Friday, July 28, 2023

Withdraw the "sacred guarantee of their liberties" // 20 May 1774 – the London government's retaliation for the Boston Tea Party

On the very same day that the Siege of Derry began - 18 April 1689 - on the other side of the Atlantic Ocean the Boston Revolt happened. 2000 colonists took up arms, an orange flag was raised on Beacon Hill overlooking Boston Harbour (highlighted on the 1722 map above, and on the detail of this 1689 map below). A public Declaration of the Gentlemen, Merchants, and Inhabitants of Boston, and the Countrey Adjacent was made in the market square, including this reference – 

... the Almighty God hath been pleased to prosper the noble undertaking of the Prince of Orange, to preserve the three Kingdoms ...


Around the same time a German emigrant, Jacob Leisler, and 400 men seized control of the Province of New York, making a declaration in the name of William and Mary. He named himself Lieutenant Governor of New York, but then seems to have gone rogue. Lots more detail here.

On 7 October 1691, during the joint reign of King William III and Queen Mary II, the Province of Massachusetts Bay was granted its Charter. It was based upon William and Mary's Bill of Rights of 1689, which was their very first law, passed at their Coronation. In The Minutemen and Their World (published 2001) Robert A Gross described it as follows – "the Massachusetts Province Charter of 1691, which the inhabitants treasured as a sacred guarantee of their liberties". Shown above is the original manuscript, from this website.

Jump forward 80-ish years and Boston Harbour was probably still a delicate infusion with a tinge of brown from the 342 chests of tea that the Sons of Liberty had thrown into it in December 1773.

One of the responses by the government came on 20 May 1774 when the Massachusetts Charter was 'abrogated' or withdrawn by the London Parliament (see Wikipedia here). Massachusetts had its autonomy scrapped, and it was made a royal colony, with a new governor installed - military man Thomas Gage. His job was to implement four punitive new laws, known to the 'colonists' as the Intolerable Acts.

Son of Ulster emigrants Hugh Williamson, in his The Plea Of The Colonies which was published the next year in 1775, wrote that “the charter of Massachusetts was changed without necessity, without provocation ... by that single stroke every other province was informed that nothing was sacred or secure"
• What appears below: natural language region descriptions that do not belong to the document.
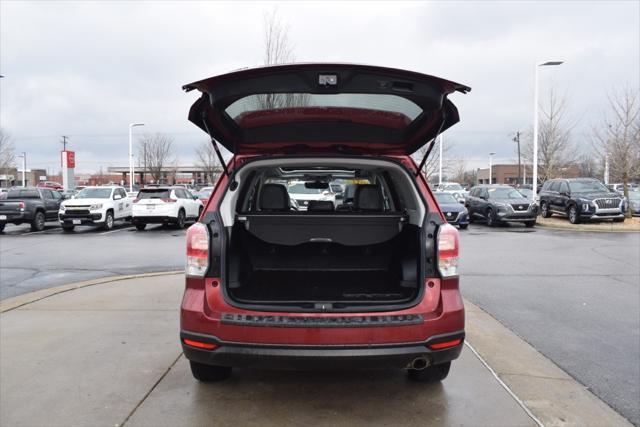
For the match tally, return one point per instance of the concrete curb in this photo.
(583, 228)
(28, 298)
(552, 395)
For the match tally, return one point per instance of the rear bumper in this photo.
(160, 219)
(295, 357)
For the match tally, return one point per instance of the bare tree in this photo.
(618, 137)
(587, 165)
(278, 50)
(7, 151)
(208, 160)
(156, 154)
(554, 142)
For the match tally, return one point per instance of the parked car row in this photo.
(100, 206)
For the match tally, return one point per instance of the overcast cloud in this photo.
(87, 69)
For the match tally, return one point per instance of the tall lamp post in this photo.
(24, 168)
(491, 167)
(535, 122)
(131, 171)
(440, 161)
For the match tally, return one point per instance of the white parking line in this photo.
(115, 231)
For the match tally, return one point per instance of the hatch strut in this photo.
(433, 142)
(215, 144)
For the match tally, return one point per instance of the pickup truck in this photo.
(100, 206)
(29, 205)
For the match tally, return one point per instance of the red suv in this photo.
(367, 281)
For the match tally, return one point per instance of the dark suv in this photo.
(580, 199)
(362, 283)
(499, 204)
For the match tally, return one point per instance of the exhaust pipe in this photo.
(419, 363)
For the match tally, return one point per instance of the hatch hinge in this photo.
(215, 143)
(433, 143)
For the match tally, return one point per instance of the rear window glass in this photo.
(23, 194)
(262, 102)
(154, 194)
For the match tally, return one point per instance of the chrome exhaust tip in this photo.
(419, 363)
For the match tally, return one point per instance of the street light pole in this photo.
(535, 122)
(440, 162)
(24, 169)
(131, 171)
(490, 168)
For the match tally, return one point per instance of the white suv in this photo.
(100, 206)
(165, 205)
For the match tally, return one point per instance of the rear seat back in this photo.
(368, 198)
(320, 206)
(274, 198)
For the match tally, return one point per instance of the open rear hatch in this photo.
(300, 108)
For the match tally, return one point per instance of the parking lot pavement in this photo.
(109, 355)
(37, 260)
(575, 296)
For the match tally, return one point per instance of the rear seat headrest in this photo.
(274, 197)
(320, 206)
(368, 198)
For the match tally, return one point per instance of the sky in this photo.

• News of William Prince of Orange's arrival at Torbay had reached Boston a few weeks before all of this kicked off, on 4 April 1689, when a young Bostonian called John Winslow returned from the Caribbean island of Nevis with news of William's Declaration of October 1688. Winslow was arrested and imprisoned for bringing a 'traitorous and treasonable libel into the country', with an astronomical bail of £2000 offered. The Declaration was reprinted in Boston around that time by "R.P." Richard Pierce. See full account here.

• 1985 article Communicating an English Revolution to the Colonies, 1688-1689 by Ian K. Steele is on Jstor here.

• The full quote from The Minutemen and Their World, by Robert A Gross (2001): "Parliament contemptuously abrogated the Massachusetts Province Charter of 1691, which the inhabitants treasured as a sacred guarantee of their liberties".

• Another quote: "After the “Glorious Revolution”, William III issued Massachusetts Bay “and all the adjacent territories” which they united, a new Royal charter in 1691, which reflected all the political progress brought by the English Bill of Rights. The tone, style and intent of that colonial charter, echoed the original 1606 first charter as well as previous royal charters going back to Magna Carta, as the document insisted on the solemnity and contractual form of the grant of freedom and political liberties given by the King to his subjects..." - from this pdf on

• Neighbouring Connecticut had its charter revoked by King James II in 1687, in his attempt to merge various colonies in America into a new 'Dominion of New England'. It was reinstated by King William III and Queen Mary II in 1689. Summary here.